Les limites de ces deux modè­les sont connues : pollutions par utilisation importante de pesticides et d’engrais, déforestation et perte de biodiversité, érosion des sols, épuisement des nappes phré­atiques par une irrigation excessiveet mal maîtrisée. Le défi est donc grand, mais peut être relevé, à certaines conditions. Il y a encore des terres qui peuvent être mises en culture, en Amérique latine (lire p. 116) et en Afrique essentiellement. A condition bien sûr de préserver la forêt tropicale. Les augmentations de rendement sont encore possibles dans des pays d’Asie du Sud-Est (Cambodge, Laos, Birmanie par exemple), ainsi qu’en Afrique subsaharienne, grande oubliée de la recherche agronomique. L’augmentation du prix des intrants (engrais et pesticides), produits de la chimie pétrolière, et la nécessaire prise en compte des équilibres écologiques imposent d’innover, de trouverd’autres méthodes d’intensification de la production. Pour reprendre les termes de Michel Griffon, les agricultures futures devront être "écologiquement intensives" et maximiser l’usage des ressources renouvelables (couvert forestier, fumure organique).

Les coûts de transport croissants rendent aussi nécessaire un plus grand approvisionnement des villes par les campagnes environnantes (ou dans un rayon limité à des ensembles régionaux : Afrique de l’Ouest, Afrique australe, Asie du Sud-Est, Amérique centrale...). En revanche, l’Afrique du Nord et le Proche-Orient, très peuplés, avec des terres cultivables et des ressources en eau limitées, resteront structurellement importateurs de céréales.
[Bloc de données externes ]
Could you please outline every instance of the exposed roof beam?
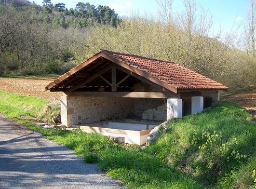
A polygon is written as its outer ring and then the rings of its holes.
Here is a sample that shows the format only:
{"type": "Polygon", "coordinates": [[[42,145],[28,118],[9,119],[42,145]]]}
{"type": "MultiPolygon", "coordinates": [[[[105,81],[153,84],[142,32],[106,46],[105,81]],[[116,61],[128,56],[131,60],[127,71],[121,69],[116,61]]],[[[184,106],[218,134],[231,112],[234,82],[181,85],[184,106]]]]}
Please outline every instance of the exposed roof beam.
{"type": "Polygon", "coordinates": [[[102,53],[101,52],[98,52],[96,54],[95,54],[93,57],[90,58],[89,59],[87,60],[82,62],[77,66],[74,68],[73,69],[70,70],[69,72],[66,72],[64,74],[61,75],[60,76],[58,79],[55,80],[54,82],[51,82],[50,83],[49,85],[48,85],[45,88],[45,90],[47,91],[51,87],[55,86],[56,85],[60,83],[65,79],[69,77],[70,75],[74,74],[74,73],[76,73],[78,71],[79,71],[80,69],[84,68],[86,66],[87,66],[88,64],[89,64],[91,62],[95,61],[96,60],[98,59],[99,58],[101,57],[102,53]]]}
{"type": "Polygon", "coordinates": [[[143,71],[138,70],[136,68],[134,68],[132,66],[131,66],[123,62],[122,61],[120,61],[118,59],[115,59],[114,58],[110,56],[109,56],[105,53],[102,53],[102,56],[105,58],[105,59],[109,60],[109,61],[114,62],[118,65],[120,65],[121,66],[126,68],[126,69],[134,72],[141,76],[147,79],[148,80],[151,80],[151,82],[157,84],[160,86],[161,86],[162,87],[165,87],[165,88],[168,89],[169,90],[174,92],[174,93],[177,93],[177,88],[175,87],[172,86],[171,85],[163,82],[156,78],[154,78],[152,77],[152,76],[144,73],[143,71]]]}
{"type": "Polygon", "coordinates": [[[82,82],[80,83],[78,83],[78,84],[75,85],[74,87],[73,87],[71,88],[70,89],[66,90],[65,92],[72,92],[72,91],[74,91],[75,90],[77,89],[78,88],[81,87],[83,85],[88,84],[88,83],[91,82],[92,80],[98,77],[100,75],[101,75],[104,74],[104,73],[106,73],[106,72],[109,71],[111,69],[111,65],[108,65],[106,68],[105,68],[103,69],[100,71],[99,72],[96,73],[94,75],[92,75],[91,77],[86,79],[83,82],[82,82]]]}
{"type": "Polygon", "coordinates": [[[112,97],[167,99],[176,95],[161,92],[64,92],[69,97],[112,97]]]}
{"type": "Polygon", "coordinates": [[[116,68],[115,64],[111,65],[111,87],[113,92],[116,91],[116,68]]]}
{"type": "Polygon", "coordinates": [[[103,76],[102,76],[101,75],[99,76],[100,78],[101,78],[105,82],[106,82],[107,84],[109,84],[111,87],[112,86],[112,85],[107,80],[106,80],[103,76]]]}
{"type": "Polygon", "coordinates": [[[120,82],[117,83],[116,84],[116,86],[119,86],[120,84],[121,84],[123,82],[124,82],[125,80],[127,79],[131,75],[131,73],[130,74],[127,74],[125,77],[124,77],[123,79],[122,79],[120,82]]]}

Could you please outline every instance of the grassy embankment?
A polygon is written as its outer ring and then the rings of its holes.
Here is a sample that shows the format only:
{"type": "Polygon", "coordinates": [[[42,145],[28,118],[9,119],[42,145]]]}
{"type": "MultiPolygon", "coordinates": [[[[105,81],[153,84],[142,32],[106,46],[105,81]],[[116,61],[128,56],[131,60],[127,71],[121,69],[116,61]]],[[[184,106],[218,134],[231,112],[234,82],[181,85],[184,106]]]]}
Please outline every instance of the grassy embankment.
{"type": "Polygon", "coordinates": [[[245,110],[222,101],[212,110],[170,121],[170,129],[150,146],[123,146],[107,137],[79,131],[46,130],[46,101],[0,91],[0,112],[30,129],[97,163],[131,188],[254,188],[256,123],[245,110]]]}

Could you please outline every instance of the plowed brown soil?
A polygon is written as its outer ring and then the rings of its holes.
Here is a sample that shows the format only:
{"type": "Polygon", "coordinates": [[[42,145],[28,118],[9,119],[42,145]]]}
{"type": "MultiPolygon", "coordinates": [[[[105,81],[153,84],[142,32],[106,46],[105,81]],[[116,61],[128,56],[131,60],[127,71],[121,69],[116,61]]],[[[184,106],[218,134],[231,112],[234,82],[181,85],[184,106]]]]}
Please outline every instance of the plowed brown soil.
{"type": "Polygon", "coordinates": [[[256,118],[256,89],[230,95],[223,99],[230,100],[245,107],[256,118]]]}
{"type": "Polygon", "coordinates": [[[59,100],[62,92],[45,91],[45,87],[53,80],[52,78],[0,78],[0,90],[20,95],[39,97],[52,102],[59,100]]]}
Développer des techniques nouvelles ne suffit pas à augmenter la production. Il faut aussi que les producteurs en tirent un revenu qui leur permette d’investir. La hausse des prix est donc plutôt une bonne nouvelle pour les paysans. Mais surtout, des politiques agricoles fortes, qui soutiennent la production, qui la protègent des fluctuations des prix (par exemple via des taxes variables à l’importation), qui organisent les marchés de façon à permettre aux campagnes d’approvisionner les villes, doivent être mises en place. La libé­ralisation généralisée décidée lors de la signature, en 1994, de l’accord agricole de l’Organisation mondiale du commerce, doit être remise en cause. Il ne s’agit plus aujourd’hui de favoriser un marché sans régulation pour faciliter les échanges de denrées d’un bout à l’autre de la planète. Au contraire, le soutien à tous les agriculteurs en Afrique, Asie et en Amérique latine, y compris les petites structures, doit permettre de répondre à la demande alimentaire des villes. L’accès au crédit, la sécurisation de l’accès au foncier, à l’eau, la formation, sont aussi des éléments essentiels d’une nouvelle révolution agricole. L’histoire montre que les agriculteurs peuvent augmenter rapidement leur production, pour peu qu’ils aient des conditions favorables - et ce, dans tous les pays.

Investir

Comme le soulignait récemment la Banque mondiale, revenant sur vingt-cinq ans d’abandon de l’agriculture, investir dans le développement agricole est un outil puissant pour lutter contre la pauvreté, qui frappe au premier chef les ruraux. La nécessité de faire face au défi démographique et d’assurer la sécurité alimentaire pour tous impose de redonner à l’agriculture la place qu’elle mérite. Dans de trop nombreux pays du Sud, les agriculteurs sont politiquement abandonnés, et socialement méprisés. Alors qu’ils remplissent une mission essentielle : nous nourrir.